Crime & Punishment of Saturday, 13 October 2012
The Court of Appeal in Accra has ordered the Economic and Organized Crime Office (EOCO) to pay a sum of Gh¢500 as cost to Mr. Alfred Agbesi Woyome over their failure to enter into a defense in a case over the freezing of his assets.
Mr. Biadella Mortey Akpadzi, Executive Director of EOCO and his lawyers received the order on Tuesday over their inability to open up their defense in court after they deliberately allowed time to elapse, making the work of the Appeals Court more cumbersome.
Mr. Alfred Agbesi Woyome, former Vice Consul for Austria and a businessman had been in court since February this year, seeking EOCO to defreeze all the bank accounts and financial assets which his lawyers say was illegally confiscated on the back of an exparte ruling by a judge of the financial court, over the payment of GH¢51,283,480 million, as judgment debt to him by the state.
The judges of the Appeals Court argued and awarded the cost on behalf of Mr. Woyome due to EOCO’s inability to present their case in defense of the submission brought against them by Mr. Woyome.
The judges could not fathom why Mr. Akpadzi and the EOCO could document and wrongfully refer to Alfred Agbesi Woyome as ALBERT Woyome. It took the orders from the judges to get EOCO to effect the change of name on the docket and sign by it before it was considered.
Mr. Justice Bright Mensah, the presiding judge of the financial court had earlier in January this year, granted an order to EOCO to freeze Woyome’s accounts at the Agricultural Development Bank (ADB), and freeze all his financial assets and other bank accounts.
Mr. Woyome is currently facing trial for misrepresenting documentations to get the government to pay him GH¢51, 283,480.59, thereby willfully and fraudulently causing financial loss to the state.
Sometime in January 2005, the Government invited bids for the rehabilitation of Ohene Djan and Baba Yara Sports stadia and the construction of two more stadia at Sekondi-Takoradi and Tamale.
At the end of the bidding process, some companies were short-listed and invited to submit proposals for the projects and among them were M-powapak/Vamed Engineering Gmbh &Co, KG.
At the end of the evaluation process, the Finance and Evaluation Committee declared the financial proposals of M- POWPAK /Vamed Engineering as the most responsive and recommended them to the Central Tender Review Board.
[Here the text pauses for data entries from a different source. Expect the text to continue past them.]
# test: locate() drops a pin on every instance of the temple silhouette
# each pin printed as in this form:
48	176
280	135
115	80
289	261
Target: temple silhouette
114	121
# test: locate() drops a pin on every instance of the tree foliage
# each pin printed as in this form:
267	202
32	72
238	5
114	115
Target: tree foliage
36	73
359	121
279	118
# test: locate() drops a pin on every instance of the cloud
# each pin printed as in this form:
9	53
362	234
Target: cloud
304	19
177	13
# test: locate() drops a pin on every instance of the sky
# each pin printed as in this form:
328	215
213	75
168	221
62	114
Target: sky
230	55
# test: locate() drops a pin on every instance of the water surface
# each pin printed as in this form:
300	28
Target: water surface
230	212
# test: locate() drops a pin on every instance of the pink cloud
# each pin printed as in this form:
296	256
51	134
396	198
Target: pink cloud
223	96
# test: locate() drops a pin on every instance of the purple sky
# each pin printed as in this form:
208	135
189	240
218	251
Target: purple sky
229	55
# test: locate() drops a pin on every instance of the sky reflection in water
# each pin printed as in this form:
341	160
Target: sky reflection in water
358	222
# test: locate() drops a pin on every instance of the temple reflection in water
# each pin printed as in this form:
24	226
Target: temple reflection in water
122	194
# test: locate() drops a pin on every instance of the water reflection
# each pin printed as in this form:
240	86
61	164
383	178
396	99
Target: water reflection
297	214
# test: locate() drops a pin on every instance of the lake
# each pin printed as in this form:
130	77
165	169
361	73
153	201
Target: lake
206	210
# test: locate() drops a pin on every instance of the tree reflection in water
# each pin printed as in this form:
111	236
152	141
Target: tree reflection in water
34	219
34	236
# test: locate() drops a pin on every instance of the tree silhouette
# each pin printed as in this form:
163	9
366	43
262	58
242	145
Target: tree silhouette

The Central Tender Review Board reportedly gave its concurrent approval on 5th August 2005, signed by Madam Effie Ekuban Simpson and addressed to the Minister of Education, Youth and Sports, in favour of M-POWPAK/Vamed.
Mr. Woyome’s claim to government of Ghana was for services and professional fees rendered as well as the actual cost incurred to arrange €1,106,470,587 for the Government of Ghana through Bank Austria for the construction of stadia and its allied projects, out of which he was entitled to four per cent as financial engineering fees.
It would be recalled that the judgment obtained by Mr. Woyome was over GH¢105,565,548.24 million which was negotiated by Government Of Ghana with Mr. Woyome downwards to GH¢51,283,480 million, when Mr. Woyome voluntarily agreed and gave out GH¢54,282,068.24 million, representing his profits and interest to GOG.
The GH¢51,283,480 million according to the negotiation was Mr. Woyome’s cost in arranging the €1,106,470,587. The Government Of Ghana and Mr. Woyome later entered into an agreement signed by the Attorney General on behalf of Government of Ghana, and Mr. Woyome. The agreement was later entered as a Consent Judgment in the Commercial Court.
In 2010, the Government Of Ghana went back to court after it failed to pay the first tranche of monies (GH¢17,094,493.54million) out of the GH¢51,283,480 million. Again, judgment was entered in favour of Mr. Woyome and GoG was ordered to pay the first tranche, which was later transferred from the Bank of Ghana to his account in the Agricultural Development Bank. Sometime in 2011, Government of Ghana by a court order from a pre-trial conference paid the rest of the tranches, bringing the total to GH¢51,283,480 million and refused to pay the accrued interest which is still before the commercial court.